Le capitaine était un jeune homme et s’était distingué pendant la guerre, sans quoi il ne serait jamais arrivé à ce grade de si bonne heure. Il était, de plus, neveu et héritier du ministre de la police, M. de Potzdorff, parenté qui, sans aucun doute, avait aidé à l’avancement du jeune gentilhomme. Le capitaine de Potzdorff était un officier passablement sévère à la parade ou à la caserne, mais il était assez facile à mener par la flatterie. Je lui gagnai le cœur en premier lieu par la manière dont je faisais ma queue (le fait est qu’elle était plus joliment arrangée que celle d’aucun homme du régiment), et ensuite je gagnai sa confiance par mille petits moyens et compliments que, étant moi-même gentilhomme, je savais mettre en usage.

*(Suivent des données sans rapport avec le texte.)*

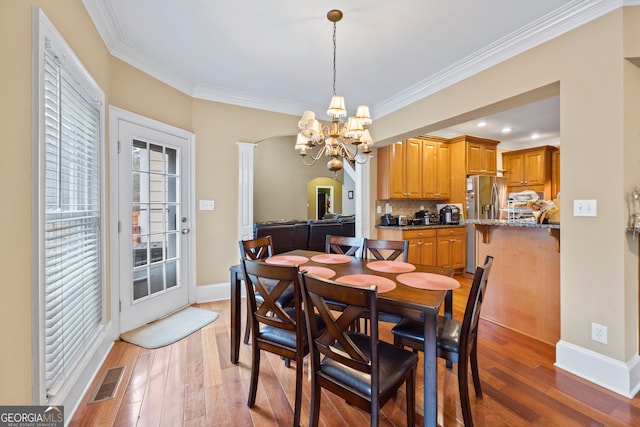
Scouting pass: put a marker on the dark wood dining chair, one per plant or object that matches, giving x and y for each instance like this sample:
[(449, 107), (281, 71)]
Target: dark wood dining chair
[(357, 367), (457, 342), (386, 249), (346, 245), (276, 329), (260, 248)]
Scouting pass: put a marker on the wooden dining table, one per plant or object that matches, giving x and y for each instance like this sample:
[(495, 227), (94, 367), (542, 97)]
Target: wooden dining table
[(419, 300)]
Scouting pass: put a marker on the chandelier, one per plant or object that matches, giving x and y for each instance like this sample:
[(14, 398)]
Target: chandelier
[(337, 140)]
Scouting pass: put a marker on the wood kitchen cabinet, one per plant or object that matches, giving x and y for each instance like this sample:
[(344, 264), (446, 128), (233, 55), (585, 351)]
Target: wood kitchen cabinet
[(470, 155), (451, 247), (417, 168), (436, 169), (529, 169), (444, 247)]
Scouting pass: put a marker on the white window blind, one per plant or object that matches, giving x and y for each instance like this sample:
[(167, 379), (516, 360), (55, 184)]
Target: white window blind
[(72, 198)]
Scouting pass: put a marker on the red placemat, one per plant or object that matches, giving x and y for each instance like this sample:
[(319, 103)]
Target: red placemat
[(323, 272), (383, 284), (431, 281), (332, 258), (391, 266), (287, 260)]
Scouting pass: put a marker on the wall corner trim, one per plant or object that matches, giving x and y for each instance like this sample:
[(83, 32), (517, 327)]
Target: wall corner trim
[(620, 377), (215, 292)]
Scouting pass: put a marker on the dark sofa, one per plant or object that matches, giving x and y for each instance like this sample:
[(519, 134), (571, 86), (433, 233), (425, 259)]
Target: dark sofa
[(311, 234)]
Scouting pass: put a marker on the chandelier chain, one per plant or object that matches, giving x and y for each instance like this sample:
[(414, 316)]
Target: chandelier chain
[(334, 58)]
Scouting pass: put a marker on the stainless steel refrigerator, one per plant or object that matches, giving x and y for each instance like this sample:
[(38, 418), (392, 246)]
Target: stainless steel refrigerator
[(485, 195)]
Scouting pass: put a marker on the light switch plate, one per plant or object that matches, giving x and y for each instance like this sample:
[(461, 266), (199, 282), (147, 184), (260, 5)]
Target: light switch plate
[(585, 208), (207, 205)]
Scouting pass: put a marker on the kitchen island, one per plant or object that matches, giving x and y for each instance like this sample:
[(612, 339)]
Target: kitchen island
[(523, 291)]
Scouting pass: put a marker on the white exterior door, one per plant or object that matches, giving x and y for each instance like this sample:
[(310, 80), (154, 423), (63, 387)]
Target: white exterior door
[(154, 238)]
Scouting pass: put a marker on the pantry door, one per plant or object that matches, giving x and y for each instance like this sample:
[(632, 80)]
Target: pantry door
[(155, 234)]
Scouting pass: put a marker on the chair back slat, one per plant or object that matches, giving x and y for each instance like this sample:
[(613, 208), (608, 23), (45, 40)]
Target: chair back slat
[(259, 248), (386, 249), (471, 317), (334, 341), (270, 281), (344, 245)]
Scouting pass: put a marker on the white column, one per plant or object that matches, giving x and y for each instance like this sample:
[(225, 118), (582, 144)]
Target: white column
[(245, 190), (363, 198)]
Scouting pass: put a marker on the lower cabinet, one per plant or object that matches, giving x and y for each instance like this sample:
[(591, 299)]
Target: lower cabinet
[(452, 249), (422, 246), (444, 247)]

Il était homme de plaisir, et il l’était plus ouvertement que la plupart des gens dans cette rigide cour du roi ; il était généreux, ne regardait point à l’argent, et avait une grande affection pour le vin du Rhin, toutes choses en quoi je sympathisais sincèrement avec lui, et dont je profitais, comme de juste. Il n’était point aimé au régiment, parce qu’on lui supposait des relations trop intimes avec son oncle, le ministre de la police, à qui, donnait-on à entendre, il rapportait les nouvelles du corps.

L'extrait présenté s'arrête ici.